Re: proposal : cross-column stats

From: Heikki Linnakangas <heikki(dot)linnakangas(at)enterprisedb(dot)com>
To: Tomas Vondra <tv(at)fuzzy(dot)cz>
Cc: pgsql-hackers(at)postgresql(dot)org
Subject: Re: proposal : cross-column stats
Date: 2010-12-17 21:41:19
Message-ID: 4D0BD8FF.2070300@enterprisedb.com
Views: Raw Message | Whole Thread | Download mbox | Resend email
Thread:
Lists: pgsql-hackers

On 17.12.2010 23:13, Tomas Vondra wrote:
> Dne 17.12.2010 19:58, Robert Haas napsal(a):
>> I haven't read the paper yet (sorry) but just off the top of my head,
>> one possible problem here is that our n_distinct estimates aren't
>> always very accurate, especially for large tables. As we've discussed
>> before, making them accurate requires sampling a significant
>> percentage of the table, whereas all of our other statistics can be
>> computed reasonably accurately by sampling a fixed amount of an
>> arbitrarily large table.

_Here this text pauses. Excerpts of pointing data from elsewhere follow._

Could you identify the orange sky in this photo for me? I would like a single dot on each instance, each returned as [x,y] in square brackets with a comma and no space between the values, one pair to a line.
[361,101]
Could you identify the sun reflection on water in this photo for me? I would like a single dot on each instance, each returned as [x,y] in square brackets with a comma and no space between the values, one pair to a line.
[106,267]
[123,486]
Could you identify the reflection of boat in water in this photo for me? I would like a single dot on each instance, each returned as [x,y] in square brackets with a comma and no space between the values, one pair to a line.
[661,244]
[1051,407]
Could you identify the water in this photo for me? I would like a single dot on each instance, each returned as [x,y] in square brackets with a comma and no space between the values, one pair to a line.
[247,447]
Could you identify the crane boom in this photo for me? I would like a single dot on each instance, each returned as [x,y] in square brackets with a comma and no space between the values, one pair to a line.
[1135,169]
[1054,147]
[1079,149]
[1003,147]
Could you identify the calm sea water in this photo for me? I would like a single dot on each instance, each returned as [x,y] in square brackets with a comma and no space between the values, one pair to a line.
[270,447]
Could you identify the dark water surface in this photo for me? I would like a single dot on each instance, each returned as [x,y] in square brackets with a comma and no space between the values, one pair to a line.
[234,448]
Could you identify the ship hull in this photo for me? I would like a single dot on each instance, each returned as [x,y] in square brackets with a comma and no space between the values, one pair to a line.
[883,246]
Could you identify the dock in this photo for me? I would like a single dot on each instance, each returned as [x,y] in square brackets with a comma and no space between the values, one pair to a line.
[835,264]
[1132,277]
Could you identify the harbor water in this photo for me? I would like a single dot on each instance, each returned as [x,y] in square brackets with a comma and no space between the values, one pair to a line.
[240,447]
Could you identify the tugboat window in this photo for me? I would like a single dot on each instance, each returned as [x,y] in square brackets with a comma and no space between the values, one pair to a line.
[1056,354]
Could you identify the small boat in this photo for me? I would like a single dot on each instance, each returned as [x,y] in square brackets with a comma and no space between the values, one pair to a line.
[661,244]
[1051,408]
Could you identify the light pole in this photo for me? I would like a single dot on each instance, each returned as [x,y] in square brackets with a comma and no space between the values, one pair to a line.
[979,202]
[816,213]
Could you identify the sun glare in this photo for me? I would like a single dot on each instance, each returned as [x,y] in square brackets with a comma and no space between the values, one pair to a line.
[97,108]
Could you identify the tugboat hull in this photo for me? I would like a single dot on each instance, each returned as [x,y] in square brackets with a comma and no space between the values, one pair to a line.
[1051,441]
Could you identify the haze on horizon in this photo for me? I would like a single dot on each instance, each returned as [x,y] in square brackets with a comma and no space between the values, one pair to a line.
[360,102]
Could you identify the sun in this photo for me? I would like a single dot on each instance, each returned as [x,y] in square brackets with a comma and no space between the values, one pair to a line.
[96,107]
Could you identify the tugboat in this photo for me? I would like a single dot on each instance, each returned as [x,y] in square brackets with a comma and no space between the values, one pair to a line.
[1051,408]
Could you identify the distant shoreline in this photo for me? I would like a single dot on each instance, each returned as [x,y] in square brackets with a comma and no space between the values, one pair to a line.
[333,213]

So it's possible that relying more heavily
>> on n_distinct could turn out worse overall even if the algorithm is
>> better. Not sure if that's an issue here, just throwing it out
>> there...
>
> Yes, you're right - the paper really is based on (estimates of) number
> of distinct values for each of the columns as well as for the group of
> columns.
>
> AFAIK it will work with reasonably precise estimates, but the point is
> you need an estimate of distinct values of the whole group of columns.
> So when you want to get an estimate for queries on columns (a,b), you
> need the number of distinct value combinations of these two columns.
>
> And I think we're not collecting this right now, so this solution
> requires scanning the table (or some part of it).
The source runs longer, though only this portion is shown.